Games industry trade body ELSPA (Europe's ESRB equivalent) urges parents looking to purchase video and computer games for Christmas to always check the game's packaging for the PEGI age ratings and content descriptors.

PEGI age ratings appear on game packaging and are intended to protect children and help the public make informed choices when buying games for children. ELSPA believes PEGI empowers parents to make the right gaming choices for their children.

Games sold in the UK clearly display PEGI ratings - a pan-European gaming-specific rating system instigated and used by all the major games publishers across Europe. PEGI age ratings provide a reliable indication of the suitability of the game content for the protection of minors.

The PEGI ratings are as follows:

  • PEGI 3+ - The game content is considered suitable for all age groups.
  • PEGI 7+ - The game may contain some violence of a non-realistic nature in relation to fantasy characters, which might be frightening to very children but is considered suitable for those aged 7 and over.
  • PEGI 12+ - The game may include instances of violence of a non-realistic nature, but only towards fantasy characters. There is no violence towards human-looking characters or recognisable animals. Suitable for players aged 12 and over.
  • PEGI 16+ - Adult behaviour and violence can start to look life-like. Suitable for players 16 and over.
  • PEGI 18+ - The adult classification is applied to games that are suitable only for an adult audience. Subject matter and graphical details can mirror levels of detail in the storytelling found in adult television programmes and movies. Suitable for those 18 years old and over.
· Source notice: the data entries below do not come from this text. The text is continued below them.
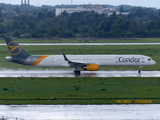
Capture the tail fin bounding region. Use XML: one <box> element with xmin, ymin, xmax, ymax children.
<box><xmin>4</xmin><ymin>36</ymin><xmax>30</xmax><ymax>59</ymax></box>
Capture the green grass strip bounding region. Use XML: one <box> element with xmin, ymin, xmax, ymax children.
<box><xmin>0</xmin><ymin>77</ymin><xmax>160</xmax><ymax>104</ymax></box>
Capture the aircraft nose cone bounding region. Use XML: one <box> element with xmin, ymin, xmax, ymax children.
<box><xmin>153</xmin><ymin>60</ymin><xmax>156</xmax><ymax>65</ymax></box>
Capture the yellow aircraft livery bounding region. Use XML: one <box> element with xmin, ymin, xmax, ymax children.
<box><xmin>4</xmin><ymin>36</ymin><xmax>156</xmax><ymax>76</ymax></box>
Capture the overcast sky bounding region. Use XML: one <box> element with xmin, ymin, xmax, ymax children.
<box><xmin>0</xmin><ymin>0</ymin><xmax>160</xmax><ymax>8</ymax></box>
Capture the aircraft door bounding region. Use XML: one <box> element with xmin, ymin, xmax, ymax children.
<box><xmin>141</xmin><ymin>57</ymin><xmax>145</xmax><ymax>63</ymax></box>
<box><xmin>116</xmin><ymin>57</ymin><xmax>119</xmax><ymax>63</ymax></box>
<box><xmin>51</xmin><ymin>58</ymin><xmax>54</xmax><ymax>63</ymax></box>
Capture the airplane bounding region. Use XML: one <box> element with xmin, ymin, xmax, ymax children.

The content of each game is also classified using descriptors, below, which provide an indication of what a player can expect to encounter in the game - such as fear represented by a spider.

Michael Rawlinson, Managing Director of ELSPA, said: “With a little over three weeks until Christmas, parents are under increased pressure from children looking to play their favourite games. But not all games are suitable for younger children so the games industry, which always has child safety at the forefront of its mind, knows that it is of paramount importance that parents carefully check the PEGI ratings and descriptors to ensure the game’s suitability for the intended player.”